C’est cet enchevêtrement de données, de perceptions, de pratiques et de philosophies politiques que je souhaite clarifier et présenter de façon succincte et gérable ! Et là, se posent des questions de savoir qui sont d’ordre différent, et quelquefois qui ne sont plus de l’ordre du savoir, mais qui font intervenir des orientations normatives. Même si il y aussi, dans les sciences de la nature, des questions éthiques et normatives qui orientent la recherche et qui délimitent ses objets, la prépondérance des questions normatives est encore plus grande dans les sciences sociales, et il convient de bien spécifier, dans le travail de recherche, ce qui relève du discours normatif de ce qui s’inscrit dans une démarche méthodologique d’observation des phénomènes sociaux. Évidemment, ce qu’on considère comme problème est tributaire d’une orientation normative. La nécessité de combiner à la fois la notion d’égalité et de reconnaissance de la différence, par exemple, résulte d’une posture normative qui oriente la recherche et permet d’établir la pertinence des concepts à partir desquels le savoir se construit.

 

Votre période de résidence à l’IMéRA vous a-t-elle permis d’approfondir cette problématique ?

 

Absolument. La lecture, à partir du contexte québécois, de ce qui se fait en France et en Europe n’a pas le même écho que la rencontre avec les collègues, que la poursuite des arguments et contre arguments jusqu’à leurs limites, que l’on atteint jamais, d’ailleurs, mais qu’on peut repousser toujours un peu plus loin, en creusant les problématiques, en interrogeant les situations, en s’interrogeant soi-même. Les voyages forment la jeunesse, dit-on ! Ils permettent de vivre des situations autres que celles qu’on connaît pour percevoir les choses autrement.
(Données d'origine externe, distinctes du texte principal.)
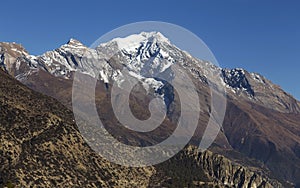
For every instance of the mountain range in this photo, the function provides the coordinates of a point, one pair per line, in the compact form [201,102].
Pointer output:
[260,134]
Car, dans le domaine du savoir de type sociologique, la pertinence de poser les questions d’une certaine façon est tout aussi importante que la construction logique des réponses. La façon de poser les questions permet un certain éventail de réponses et en élimine d’autres.

 

Mon séjour ici m’a permis d’avoir une perception directe, intuitive, de la façon dont se vit la diversité culturelle française, connaissance intuitive qui est le fondement des constructions déductives plus abstraites que l’on propose dans la tradition universitaire. Un long séjour comme celui que j’ai passé ici n’a pas du tout le même impact qu’un colloque de quelques jours où les interactions intellectuelles sont moins profondes, moins étendues. Et surtout, il y a l’éloignement du quotidien qui permet d’avoir le temps d’aller au bout de ses idées, la rencontre avec les collègues de disciplines différentes dont l’effet sur notre façon de construire le savoir est plus difficile à cerner, même s’il est indéniable.

 

En particulier, j’ai eu la possibilité de discuter avec plusieurs collègues qui avaient des sensibilités différentes des miennes, et j’ai pu mieux comprendre d’une part la logique républicaine en vigueur en France, et d’autre part les critiques de sa mise en œuvre qui, sans remettre en question ses fondements normatifs, proposent des lectures plus « ouvertes » de cette logique.

 

Les neuf mois que vous avez passé dans la région d’Aix-Marseille vont-ils déboucher sur de nouvelles collaborations scientifiques, voire de nouvelles pistes de recherche ?

 

Oui, j’espère établir et institutionnaliser des partenariats entre mon université et des centres ou laboratoires de recherche ici, par exemple, qui fourniraient le cadre permettant des interactions sur les objets de recherche. Au niveau personnel, j’ai découvert avec bonheur le travail de certains collègues que je connaissais de loin, et avec qui j’espère pouvoir creuser des problématiques dont la complexité nécessite la confrontation de perceptions et d’idées, et des collaborations transversales à travers les contextes, les disciplines, et les orientations théoriques.

Rachad Antonius, fellow à l’IMéRA de Marseille, est professeur de sociologie à l’université du Québec à Montréal et directeur-adjoint de la Chaire de recherche en immigration, ethnicité et citoyenneté (CRIEC). Rachad Antonius a résidé neuf mois à l’IMéRA, de septembre 2009 à mai 2010.